So here’s what I’d be doing right this minute if I were in England: Taking today’s “Fitzwilliam Tour” of Wentworth Woodhouse.


You will recall that Wentworth Woodhouse is an unbelievably huge, unbelievably rundown stately home in northern England whose Austen-ish associations – a former owner, the 4th Earl Fitzwilliam, is one of the many, many people sometimes suggested as a model for Mr. Darcy – came up often during the past eighteen months of real estate drama.


To recap: A sale of the property, which features nearly ninety acres of parkland, five miles of corridors and an estimated £42 million in deferred maintenance, was first discussed in November 2014. A year later, the whole shebang was sold to a Hong Kong-based investment company, after a conservation consortium failed in a bid to save the four-hundred-year-old estate for the nation.


But at the eleventh hour, the foreign investors withdrew and, in an Austen-worthy happy ending, the conservation consortium bought the estate for £7 million and announced a plan to spend fifteen years restoring the property. In the meantime . . . tours!

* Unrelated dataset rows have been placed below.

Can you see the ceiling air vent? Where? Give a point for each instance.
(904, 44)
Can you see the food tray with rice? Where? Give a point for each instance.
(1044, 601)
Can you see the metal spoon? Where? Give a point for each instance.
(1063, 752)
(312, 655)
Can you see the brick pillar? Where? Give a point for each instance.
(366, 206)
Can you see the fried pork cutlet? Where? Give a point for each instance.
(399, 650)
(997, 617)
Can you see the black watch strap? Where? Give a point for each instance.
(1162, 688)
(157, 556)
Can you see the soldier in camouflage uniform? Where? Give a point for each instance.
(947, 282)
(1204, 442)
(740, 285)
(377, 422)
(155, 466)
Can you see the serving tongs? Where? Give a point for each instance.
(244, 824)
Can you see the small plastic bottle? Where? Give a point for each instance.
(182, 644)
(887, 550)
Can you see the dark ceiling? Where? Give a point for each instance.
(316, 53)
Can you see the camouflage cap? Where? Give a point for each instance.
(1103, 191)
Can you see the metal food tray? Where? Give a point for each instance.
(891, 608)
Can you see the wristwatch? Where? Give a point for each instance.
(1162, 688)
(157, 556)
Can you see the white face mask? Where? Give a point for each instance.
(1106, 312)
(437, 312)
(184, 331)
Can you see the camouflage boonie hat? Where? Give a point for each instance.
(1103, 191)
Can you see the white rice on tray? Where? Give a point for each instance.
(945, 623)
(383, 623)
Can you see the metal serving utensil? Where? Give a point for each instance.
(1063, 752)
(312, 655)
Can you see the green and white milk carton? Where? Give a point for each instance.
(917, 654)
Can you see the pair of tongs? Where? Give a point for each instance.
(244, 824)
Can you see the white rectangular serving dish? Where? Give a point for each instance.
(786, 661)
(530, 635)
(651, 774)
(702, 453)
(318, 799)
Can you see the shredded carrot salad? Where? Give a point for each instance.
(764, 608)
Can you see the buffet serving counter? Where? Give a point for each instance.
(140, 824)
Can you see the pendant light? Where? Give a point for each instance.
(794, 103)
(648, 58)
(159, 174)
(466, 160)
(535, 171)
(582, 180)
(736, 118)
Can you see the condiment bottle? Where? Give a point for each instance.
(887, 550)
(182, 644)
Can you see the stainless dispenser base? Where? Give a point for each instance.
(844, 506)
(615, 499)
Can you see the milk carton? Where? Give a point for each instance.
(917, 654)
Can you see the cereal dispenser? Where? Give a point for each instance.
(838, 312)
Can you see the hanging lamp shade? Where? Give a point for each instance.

The estate’s Austen associations are on the circumstantial side – besides the dubious Mr. Darcy connection, it has a history replete with names familiar from the novels – but that’s no reason to miss out on seeing such attractions as the Whistlejacket Room, the Oak Staircase, and the Chinese Dressing Room. And tourists can feel virtuous in the knowledge that their £25 is contributing to the restoration of a true national treasure.


But hey -- I had you at “Fitzwilliam,” didn’t I?